Ollama Provider API Reference¶

The OllamaProvider class implements the AIProvider interface for the Ollama service. It provides methods for text generation and chat functionality using locally hosted models through Ollama.

Class Definition¶

Bases: AIProvider

Ollama-specific implementation of the AIProvider abstract base class.

This class provides methods to interact with Ollama's models for text generation and chat functionality.

Attributes:

Name	Type	Description
`client`	`OllamaClientProtocol`	The Ollama client used for making API calls.

Parameters:

Name	Type	Description	Default
`host`	`Optional[str]`	The host address for the Ollama server. If not provided, the default Ollama client will be used.	`None`

Raises:

Type	Description
`ImportError`	If the Ollama package is not installed.

Examples:

Initialize the Ollama provider:

provider = Provider(host="http://localhost:11434")

Source code in clientai/ollama/provider.py

class Provider(AIProvider):
    """
    Ollama-specific implementation of the AIProvider abstract base class.

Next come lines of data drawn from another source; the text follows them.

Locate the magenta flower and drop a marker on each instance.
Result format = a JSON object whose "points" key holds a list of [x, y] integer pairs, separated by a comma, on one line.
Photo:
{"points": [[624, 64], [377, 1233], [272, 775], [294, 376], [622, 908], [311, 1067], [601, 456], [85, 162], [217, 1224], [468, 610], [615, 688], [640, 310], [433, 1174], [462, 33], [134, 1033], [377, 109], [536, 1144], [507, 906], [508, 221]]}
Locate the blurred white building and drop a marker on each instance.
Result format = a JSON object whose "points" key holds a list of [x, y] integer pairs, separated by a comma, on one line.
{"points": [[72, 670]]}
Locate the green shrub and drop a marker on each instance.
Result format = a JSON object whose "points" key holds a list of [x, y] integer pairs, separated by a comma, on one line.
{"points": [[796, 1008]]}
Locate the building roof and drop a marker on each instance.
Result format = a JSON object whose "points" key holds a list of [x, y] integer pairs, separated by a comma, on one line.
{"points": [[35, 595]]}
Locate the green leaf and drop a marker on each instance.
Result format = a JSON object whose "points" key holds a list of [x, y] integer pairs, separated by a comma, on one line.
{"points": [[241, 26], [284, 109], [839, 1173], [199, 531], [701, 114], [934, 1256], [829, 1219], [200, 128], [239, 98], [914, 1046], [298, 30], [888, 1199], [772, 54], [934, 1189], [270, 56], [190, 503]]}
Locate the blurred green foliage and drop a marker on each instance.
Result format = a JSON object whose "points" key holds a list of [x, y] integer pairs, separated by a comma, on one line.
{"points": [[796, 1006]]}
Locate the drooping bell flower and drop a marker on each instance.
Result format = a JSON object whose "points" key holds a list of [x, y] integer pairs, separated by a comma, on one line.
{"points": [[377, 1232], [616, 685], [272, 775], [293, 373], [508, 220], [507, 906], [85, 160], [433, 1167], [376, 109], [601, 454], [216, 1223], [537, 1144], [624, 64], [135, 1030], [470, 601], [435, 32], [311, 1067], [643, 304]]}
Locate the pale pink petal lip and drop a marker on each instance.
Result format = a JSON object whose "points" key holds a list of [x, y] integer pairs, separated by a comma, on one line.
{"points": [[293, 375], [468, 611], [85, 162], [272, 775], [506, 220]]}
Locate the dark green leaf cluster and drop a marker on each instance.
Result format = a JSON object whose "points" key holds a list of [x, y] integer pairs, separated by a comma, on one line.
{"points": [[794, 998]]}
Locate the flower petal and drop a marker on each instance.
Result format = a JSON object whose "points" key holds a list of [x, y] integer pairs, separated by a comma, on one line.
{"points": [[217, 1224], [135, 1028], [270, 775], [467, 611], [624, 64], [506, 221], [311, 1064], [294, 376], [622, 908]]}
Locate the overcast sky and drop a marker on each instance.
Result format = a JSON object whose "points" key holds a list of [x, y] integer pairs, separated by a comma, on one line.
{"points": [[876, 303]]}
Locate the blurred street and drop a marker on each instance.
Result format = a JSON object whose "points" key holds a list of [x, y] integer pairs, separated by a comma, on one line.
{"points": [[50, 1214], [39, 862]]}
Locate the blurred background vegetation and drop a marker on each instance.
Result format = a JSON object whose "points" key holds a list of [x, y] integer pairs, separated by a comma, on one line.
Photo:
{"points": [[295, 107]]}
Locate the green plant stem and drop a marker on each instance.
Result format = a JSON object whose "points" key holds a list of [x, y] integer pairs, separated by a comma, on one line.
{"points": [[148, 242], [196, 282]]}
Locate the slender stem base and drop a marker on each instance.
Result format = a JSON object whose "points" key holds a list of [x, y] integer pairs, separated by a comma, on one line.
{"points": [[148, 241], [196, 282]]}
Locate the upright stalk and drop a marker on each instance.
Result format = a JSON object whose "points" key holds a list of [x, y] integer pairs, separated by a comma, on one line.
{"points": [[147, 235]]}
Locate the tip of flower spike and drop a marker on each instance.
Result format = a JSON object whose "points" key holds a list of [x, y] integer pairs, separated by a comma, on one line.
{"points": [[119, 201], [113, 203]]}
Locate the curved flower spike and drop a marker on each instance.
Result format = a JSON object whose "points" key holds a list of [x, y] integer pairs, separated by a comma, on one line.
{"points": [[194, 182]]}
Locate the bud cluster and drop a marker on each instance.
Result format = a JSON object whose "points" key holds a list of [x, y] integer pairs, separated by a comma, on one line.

    This class provides methods to interact with Ollama's models for
    text generation and chat functionality.

    Attributes:
        client: The Ollama client used for making API calls.

    Args:
        host: The host address for the Ollama server.
            If not provided, the default Ollama client will be used.

    Raises:
        ImportError: If the Ollama package is not installed.

    Examples:
        Initialize the Ollama provider:
        ```python
        provider = Provider(host="http://localhost:11434")
        ```
    """

    def __init__(self, host: Optional[str] = None):
        if not OLLAMA_INSTALLED or Client is None:
            raise ImportError(
                "The ollama package is not installed. "
                "Please install it with 'pip install clientai[ollama]'."
            )
        self.client: OllamaClientProtocol = cast(
            OllamaClientProtocol, Client(host=host) if host else ollama
        )

    def _stream_generate_response(
        self,
        stream: Iterator[OllamaStreamResponse],
        return_full_response: bool,
    ) -> Iterator[Union[str, OllamaStreamResponse]]:
        """
        Process the streaming response from Ollama API for text generation.

        Args:
            stream: The stream of responses from Ollama API.
            return_full_response: If True, yield full response objects.

        Yields:
            Union[str, OllamaStreamResponse]: Processed content or
                                              full response objects.
        """
        for chunk in stream:
            if return_full_response:
                yield chunk
            else:
                yield chunk["response"]

    def _stream_chat_response(
        self,
        stream: Iterator[OllamaChatResponse],
        return_full_response: bool,
    ) -> Iterator[Union[str, OllamaChatResponse]]:
        """
        Process the streaming response from Ollama API for chat.

        Args:
            stream: The stream of responses from Ollama API.
            return_full_response: If True, yield full response objects.

        Yields:
            Union[str, OllamaChatResponse]: Processed content or
                                            full response objects.
        """
        for chunk in stream:
            if return_full_response:
                yield chunk
            else:
                yield chunk["message"]["content"]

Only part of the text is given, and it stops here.